No importa cuánto enarbolen discursos de izquierda, se posicionen en contra de la hegemonía y el poder, promulguen el “amor al prójimo” en su versión hippie de “andar los pasos con amor”, participen en grupos de autogestión, o cuántas veces se enuncien “libertario”, los hombres que violentan mujeres también están ahí, en esos grupos. Y, aún más, los hombres que los respaldan, que los encubren y que los defienden también pertenecen a la izquierda.
Ahí es donde está presente el pacto no escrito en los libros que venden, que escriben y promocionan, pero que esta activo e implícito en sus relaciones entre sí, entre hombres.
El pacto patriarcal no es un acuerdo formal, pero es eficaz. Funciona como una red invisible de lealtades entre varones que, frente a la denuncia de una agresión o un comportamiento violento hacia una mujer, se activa para proteger al agresor. Y es necesario señalar que quienes lo sostienen muchas veces se piensan como progresistas, revolucionarios, o anticapitalistas, pero cuando un compañero violenta, sus convicciones se tambalean.
Opera en varios niveles: con la comunidad del agresor fortaleciendo su imagen como “el hombre bueno”, con la red de apoyo de la víctima poniéndola en entredicho o con la propia víctima.

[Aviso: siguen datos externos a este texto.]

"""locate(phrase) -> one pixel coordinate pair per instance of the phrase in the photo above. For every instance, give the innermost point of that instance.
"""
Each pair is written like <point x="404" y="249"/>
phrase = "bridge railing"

Además lo hace con diferentes dinámicas, a veces con gritos o amenazas, otras con silencios de supuesta neutralidad, o con dudas sembradas sutilmente, o con la minimización de lo ocurrido. Pero el resultado es el mismo: la violencia se perpetúa y el agresor resguardado.
Una de las justificaciones más frecuentes y más peligrosas es la que apela a la salud mental del agresor. Se dice que “está atravesando un episodio”, que “no sabe cómo gestionar sus emociones” o hasta que “tiene una condición mental” buscando justificar lo injustificable. Y aunque, efectivamente, el dolor psicológico es real y la salud mental merece atención, no puede ser utilizado como excusa para ejercer violencia contra otras personas.
Romper el pacto patriarcal es cosa de hombres, también de los de izquierda.